# NOT ARRIVED NO PAY ?????



## Dakota2009 (Oct 19, 2016)

So I am looking at Nov 5, I did a block from 4 to 8 pm. and I am showing only 40.00. I asked where was my pay 4 that day. and they said u never completed any deliveries. I am like what. I explained I got the WELL DONE ALL DELIVERIES COMPLETED SCREEN. AND ALSO NO NOTICE ABOUT missed blocks. can I plz get feed back on this. This is crazy


----------



## aeiou_- (Jul 5, 2015)

Dakota2009 said:


> So I am looking at Nov 5, I did a block from 4 to 8 pm. and I am showing only 40.00. I asked where was my pay 4 that day. and they said u never completed any deliveries. I am like what. I explained I got the WELL DONE ALL DELIVERIES COMPLETED SCREEN. AND ALSO NO NOTICE ABOUT missed blocks. can I plz get feed back on this. This is crazy


That is sketchy. call support.
I actually forgot to do so myself, or I'd send it to you, but save the number in your contacts. You will be able to call even when you're done with a block. Just one of those things that keeps slippin' my mind.


----------



## Dakota2009 (Oct 19, 2016)

aeiou_- said:


> That is sketchy. call support.
> I actually forgot to do so myself, or I'd send it to you, but save the number in your contacts. You will be able to call even when you're done with a block. Just one of those things that keeps slippin' my mind.

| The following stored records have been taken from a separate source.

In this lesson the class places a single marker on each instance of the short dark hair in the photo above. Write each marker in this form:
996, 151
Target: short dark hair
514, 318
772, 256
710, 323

I talk to support they said that they could not help me I would have to email. But I told him I had also talked to support on that night about two of my trips. They said if you contacted us then we will have a record that you were out there and we will have a record of all your trips I said thank you very much. I sent off an email to Amazon Flex I haven't heard back from them yet. They're probably sick of hearing from me but I know I was out there they know I was out there so I'm hoping it's just a computer glitch but I will keep trying until they realize that I was there. Thanks for your input


----------



## aeiou_- (Jul 5, 2015)

Dakota2009 said:


> I talk to support they said that they could not help me I would have to email. But I told him I had also talked to support on that night about two of my trips. They said if you contacted us then we will have a record that you were out there and we will have a record of all your trips I said thank you very much. I sent off an email to Amazon Flex I haven't heard back from them yet. They're probably sick of hearing from me but I know I was out there they know I was out there so I'm hoping it's just a computer glitch but I will keep trying until they realize that I was there. Thanks for your input


No worries. Good luck!

also, maybe the warehouse gm can help you.


----------



## Dakota2009 (Oct 19, 2016)

aeiou_- said:


> No worries. Good luck!
> 
> also, maybe the warehouse gm can help you.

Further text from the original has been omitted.